L'affaire du siècle 1. Château de vampire à vendre

D ans un Paris en proie à la panique semée par des agressions vampiresques, le jeune "Tony du métro" tombe sous le charme d'une mystérieuse serveuse blonde prénommée Cora. Après de courtes péripéties, il s'avère que Cora est en réalité une jeune vampire rêvant de vivre au calme dans un château transylvanien. Et son seul salut, pour empêcher un émir du nom d'Abel de transformer son futur havre de paix en pizzeria médiévale, est de voler les millions nécessaires au chef de la mafia locale (le sémillant Don Argoli) pour qui elle travaille en réalité en qualité de croupière dans un casino clandestin.
Or, que le hasard est bien fait, le séduisant Tony qui lui aussi est un vampire ("enfer et damnation !" pourrait-on dire), s'offre de l'aider dans cette folle aventure. En parallèle, une sombre histoire de chantage s'intercale dans l'intrigue, permettant l'apparition de l'indéfinissable James Brand de Sherwood, autre vénérable suceur de sang, dont le rôle reste aussi impénétrable que l'est la suite de l'histoire.

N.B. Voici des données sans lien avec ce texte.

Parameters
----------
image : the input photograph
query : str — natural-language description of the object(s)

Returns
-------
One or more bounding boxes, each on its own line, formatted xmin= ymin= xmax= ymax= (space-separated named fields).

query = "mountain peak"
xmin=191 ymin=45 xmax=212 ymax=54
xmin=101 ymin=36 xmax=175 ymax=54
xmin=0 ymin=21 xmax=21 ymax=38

Racontée ainsi, l'intrigue de "l'affaire du siècle" pourrait paraître confuse. Que le lecteur se rassure : elle l'est. Et malheureusement ce n'est pas le seul problème. On a en effet bien du mal à hiérarchiser les défauts de cet album, qu'ils soient au niveau visuel ou scénaristique.

Avant même de commencer sa lecture, on est frappé par le graphisme. Choqué serait plutôt le mot, puisque chaque élément donne une impression d'amateurisme complet. Le dessin, d'une banalité affligeante, multiplie les erreurs de perspective ou anatomiques, les mouvements sont mous, les couleurs criardes et le découpage n'est absolument pas adapté au format de l'album. Pour ce dernier point, on en vient même à se demander si les dix premières planches étaient conçues pour le média.

Le lettrage, quant à lui, est aussi catastrophique que les onomatopées ridicules qui approchent davantage de la cacophonie que du fond sonore. L'ensemble donne un collage bizarre et incohérent qui empêche toute concentration sur la lecture.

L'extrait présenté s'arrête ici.